Send her to the local comp and get a hobby for yourself 😀

BoardingSchoolMater · 16/02/2019 22:14

Helpful comment there, @roisinagusniamh

Leaving aside the 'socials', OP, you raise an interesting point - namely how children who don't have opposite-sex siblings and who are at single-sex schools ever get to meet the opposite sex? Especially once you've factored in Saturday school.

My DC have been at single-sex schools from 4 onwards - but as I have boys and girls, they have always mixed with the opposite sex out of school. That said, there is much less opportunity for them to to this during term-time.

I went to an all-girls school from 5, as did my sisters. I don't think any of us spoke to a boy until we went to university. Though I can't say it bothered us much.

Does your DD play an instrument? There are lots of holiday courses for musical children - either 'day' courses, or residential. My DC do these, and love them. None of mine is sporty, but there may be similar things for sporty teenagers (though maybe sport would tend to be segregated by gender...)

MeMeMeYou · 16/02/2019 22:24

When I was at school it just want happening so I joined a group outside of school (venture scouts - not that I’m outdoorsy at all) to socialise with kids from other schools including boys. It helped open up a new social group throughout the next few years (y11-13)

MeMeMeYou · 16/02/2019 22:25

wasnt happening - typos are bad!

BackforGood · 16/02/2019 22:33

The mixers are a pretty established public school thing and are arranged by most of the other schools I know (and according to the school blurb my dd's school is meant to be linked to 4 local schools for this) of on a more or less regular basis as a matter if course ... so my question was not so much if or how or should the school provide them but which year they start, details etc
and
the fact that you are talking about a rural public school with lots of boarders

... might have been pretty helpful information to give out initially ?

Tallk about a drip feed.

You do realise that a very tiny minority of people have any experience of this ? So mentioning it in your title Single sex mixers/socials at public schools with boarders - what year do they start? would have meant only people who had a clue would open the thread / offer you advice.

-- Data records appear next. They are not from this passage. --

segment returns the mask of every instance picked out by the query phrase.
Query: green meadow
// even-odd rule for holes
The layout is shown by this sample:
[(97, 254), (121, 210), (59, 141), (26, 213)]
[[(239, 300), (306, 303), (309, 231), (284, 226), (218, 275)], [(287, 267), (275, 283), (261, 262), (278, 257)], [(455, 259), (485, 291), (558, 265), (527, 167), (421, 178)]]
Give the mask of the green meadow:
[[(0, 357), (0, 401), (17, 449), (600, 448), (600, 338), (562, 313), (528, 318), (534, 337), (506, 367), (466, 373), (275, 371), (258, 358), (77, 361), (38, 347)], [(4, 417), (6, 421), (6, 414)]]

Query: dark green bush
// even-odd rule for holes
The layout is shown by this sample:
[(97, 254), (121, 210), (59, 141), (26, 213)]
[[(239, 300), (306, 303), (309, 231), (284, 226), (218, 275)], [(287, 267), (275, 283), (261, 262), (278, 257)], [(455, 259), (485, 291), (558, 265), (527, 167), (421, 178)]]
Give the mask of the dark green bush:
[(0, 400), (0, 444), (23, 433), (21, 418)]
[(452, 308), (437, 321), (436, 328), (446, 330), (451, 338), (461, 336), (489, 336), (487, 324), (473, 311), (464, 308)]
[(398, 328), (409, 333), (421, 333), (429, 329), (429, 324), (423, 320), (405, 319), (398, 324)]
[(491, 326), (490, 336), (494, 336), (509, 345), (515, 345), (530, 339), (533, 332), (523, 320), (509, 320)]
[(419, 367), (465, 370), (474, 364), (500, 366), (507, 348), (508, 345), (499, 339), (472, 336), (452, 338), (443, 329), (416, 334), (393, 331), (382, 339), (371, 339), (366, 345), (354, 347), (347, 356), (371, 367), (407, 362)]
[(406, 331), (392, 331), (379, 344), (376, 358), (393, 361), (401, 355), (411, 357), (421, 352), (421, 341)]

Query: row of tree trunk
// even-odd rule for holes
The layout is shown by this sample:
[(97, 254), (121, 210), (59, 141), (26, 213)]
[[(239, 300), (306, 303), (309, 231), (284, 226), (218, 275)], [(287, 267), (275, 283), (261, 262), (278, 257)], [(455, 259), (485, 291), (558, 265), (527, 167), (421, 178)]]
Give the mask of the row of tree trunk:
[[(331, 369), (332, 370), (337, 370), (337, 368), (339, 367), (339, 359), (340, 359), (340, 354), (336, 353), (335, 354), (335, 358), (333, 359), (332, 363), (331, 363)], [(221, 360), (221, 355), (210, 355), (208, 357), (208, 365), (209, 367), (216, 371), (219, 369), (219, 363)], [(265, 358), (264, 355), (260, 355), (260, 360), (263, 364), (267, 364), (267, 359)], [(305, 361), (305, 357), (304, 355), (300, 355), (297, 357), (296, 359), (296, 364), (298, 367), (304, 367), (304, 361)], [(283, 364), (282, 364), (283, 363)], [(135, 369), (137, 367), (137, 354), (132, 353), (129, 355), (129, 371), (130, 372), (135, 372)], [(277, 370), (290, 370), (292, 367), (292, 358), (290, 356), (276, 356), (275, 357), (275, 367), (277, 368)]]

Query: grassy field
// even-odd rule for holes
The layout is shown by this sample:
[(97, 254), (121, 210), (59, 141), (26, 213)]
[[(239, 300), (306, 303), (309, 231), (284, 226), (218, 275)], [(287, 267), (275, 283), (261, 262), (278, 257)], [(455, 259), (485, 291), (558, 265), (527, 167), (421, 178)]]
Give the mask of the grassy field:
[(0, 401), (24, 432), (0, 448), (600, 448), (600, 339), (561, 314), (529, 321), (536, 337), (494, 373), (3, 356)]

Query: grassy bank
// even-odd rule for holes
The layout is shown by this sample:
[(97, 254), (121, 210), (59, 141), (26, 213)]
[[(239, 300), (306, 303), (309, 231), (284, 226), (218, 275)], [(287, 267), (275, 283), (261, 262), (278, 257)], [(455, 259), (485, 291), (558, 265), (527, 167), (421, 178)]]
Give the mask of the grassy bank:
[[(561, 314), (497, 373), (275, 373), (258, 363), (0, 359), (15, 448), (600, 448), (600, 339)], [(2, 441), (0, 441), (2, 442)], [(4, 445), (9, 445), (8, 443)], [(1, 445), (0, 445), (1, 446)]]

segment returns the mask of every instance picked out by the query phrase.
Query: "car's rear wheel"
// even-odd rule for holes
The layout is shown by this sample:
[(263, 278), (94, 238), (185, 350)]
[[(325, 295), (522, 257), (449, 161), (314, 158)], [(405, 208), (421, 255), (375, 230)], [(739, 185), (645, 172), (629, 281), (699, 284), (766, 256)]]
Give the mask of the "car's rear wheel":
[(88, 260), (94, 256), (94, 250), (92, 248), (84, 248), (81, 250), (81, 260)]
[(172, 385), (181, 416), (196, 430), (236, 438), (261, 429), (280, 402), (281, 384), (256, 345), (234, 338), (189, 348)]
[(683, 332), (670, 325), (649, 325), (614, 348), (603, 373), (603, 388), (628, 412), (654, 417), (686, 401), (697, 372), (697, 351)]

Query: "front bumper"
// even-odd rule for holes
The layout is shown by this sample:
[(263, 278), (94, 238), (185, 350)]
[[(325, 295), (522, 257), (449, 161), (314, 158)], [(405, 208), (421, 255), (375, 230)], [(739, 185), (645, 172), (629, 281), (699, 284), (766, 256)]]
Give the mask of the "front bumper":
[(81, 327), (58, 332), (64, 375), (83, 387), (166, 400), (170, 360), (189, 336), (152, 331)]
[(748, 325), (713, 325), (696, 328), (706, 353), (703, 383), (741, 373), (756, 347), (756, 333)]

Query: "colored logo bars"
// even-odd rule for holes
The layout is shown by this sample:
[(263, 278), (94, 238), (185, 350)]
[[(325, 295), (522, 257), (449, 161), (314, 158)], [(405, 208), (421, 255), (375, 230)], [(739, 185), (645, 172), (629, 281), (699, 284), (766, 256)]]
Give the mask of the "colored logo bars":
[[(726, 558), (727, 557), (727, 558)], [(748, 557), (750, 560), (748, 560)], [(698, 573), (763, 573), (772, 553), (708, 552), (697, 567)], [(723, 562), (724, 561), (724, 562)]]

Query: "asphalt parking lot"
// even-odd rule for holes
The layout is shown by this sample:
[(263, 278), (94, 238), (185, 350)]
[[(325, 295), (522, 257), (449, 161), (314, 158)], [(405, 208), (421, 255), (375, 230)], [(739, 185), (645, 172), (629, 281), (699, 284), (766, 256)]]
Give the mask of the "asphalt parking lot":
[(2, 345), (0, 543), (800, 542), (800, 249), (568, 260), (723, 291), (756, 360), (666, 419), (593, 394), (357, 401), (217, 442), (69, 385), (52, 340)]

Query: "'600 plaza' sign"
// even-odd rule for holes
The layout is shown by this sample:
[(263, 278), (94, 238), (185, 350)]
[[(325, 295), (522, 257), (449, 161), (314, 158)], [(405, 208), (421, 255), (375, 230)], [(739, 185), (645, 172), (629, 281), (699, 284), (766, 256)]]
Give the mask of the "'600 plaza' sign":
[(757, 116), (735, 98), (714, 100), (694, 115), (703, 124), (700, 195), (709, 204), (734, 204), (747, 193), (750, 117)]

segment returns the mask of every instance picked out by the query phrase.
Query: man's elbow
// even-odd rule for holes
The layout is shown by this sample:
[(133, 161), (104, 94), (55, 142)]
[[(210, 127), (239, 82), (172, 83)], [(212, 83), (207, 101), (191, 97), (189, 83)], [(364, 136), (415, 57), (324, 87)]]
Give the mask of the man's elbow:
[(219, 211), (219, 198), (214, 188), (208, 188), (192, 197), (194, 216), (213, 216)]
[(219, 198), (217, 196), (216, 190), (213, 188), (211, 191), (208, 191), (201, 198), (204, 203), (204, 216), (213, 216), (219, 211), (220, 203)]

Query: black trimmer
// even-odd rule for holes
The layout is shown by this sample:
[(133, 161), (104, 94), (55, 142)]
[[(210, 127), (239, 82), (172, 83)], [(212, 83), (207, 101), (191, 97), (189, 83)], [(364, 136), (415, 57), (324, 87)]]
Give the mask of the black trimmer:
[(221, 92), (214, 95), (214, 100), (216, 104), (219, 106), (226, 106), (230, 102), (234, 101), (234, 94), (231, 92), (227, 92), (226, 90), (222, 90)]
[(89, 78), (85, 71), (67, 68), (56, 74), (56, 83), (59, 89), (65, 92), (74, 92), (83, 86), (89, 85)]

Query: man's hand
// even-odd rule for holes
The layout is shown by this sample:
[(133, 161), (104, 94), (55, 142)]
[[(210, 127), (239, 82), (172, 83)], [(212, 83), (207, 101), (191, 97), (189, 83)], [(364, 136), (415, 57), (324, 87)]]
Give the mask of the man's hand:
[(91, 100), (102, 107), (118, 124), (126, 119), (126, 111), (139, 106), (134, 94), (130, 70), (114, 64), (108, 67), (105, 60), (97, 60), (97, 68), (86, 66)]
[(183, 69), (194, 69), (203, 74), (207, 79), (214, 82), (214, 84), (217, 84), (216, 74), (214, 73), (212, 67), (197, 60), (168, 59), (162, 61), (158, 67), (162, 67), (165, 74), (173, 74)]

VanCleefArpels · 17/02/2019 08:55

sushiforever this was a bugbear if mine when my DD was at all girls school, similar set up to what you describe. I think PTA needs to be proactive, and contact PTA at any local boys schools to arrange things. If not a social (can be pressurised) something like debates or fun sports activities (mixed netball? Touch rugby?). For those saying “just meet boys out of school” you clearly have no concept of the very long days, including weekends, that this type of school entails.

DD went to a mixed sixth form, I would suggest you consider this for completion of the socialisation process 😉

sushiforever · 17/02/2019 16:43

Thank you - I will Smile

OP posts:
crazycrofter · 17/02/2019 18:25

Sushi my dd (year 10) is also set on going co-Ed for sixth form!

anniehm · 17/02/2019 18:39

My DD's school is coed but many of her friends were at single sex before moving there and they moved to be in a coed school to meet girls. That said plenty of time, year 9 is very young still, dd didn't have a boyfriend until year 11

BackforGood · 17/02/2019 19:29

you clearly have no concept of the very long days, including weekends, that this type of school entails.

.... which is exactly why that information might have been useful at the top of the thread.

Guiloak · 17/02/2019 19:33

Maybe get your DD to do a mixed sport such as fencing or badminton. Coed sixth form may be a good idea.

Leeds2 · 17/02/2019 19:50

My DD's single sex school had Saturday night socials with a local boys' school from Years 7 - 9. For Years 10 and 11 it wasn't deemed necessary, or indeed wanted! I know a lot of parents thought the socials should be an activity, such as the ten pin bowling mentioned by a PP, rather than discos, but that hadn't happened by the time my DD left the school.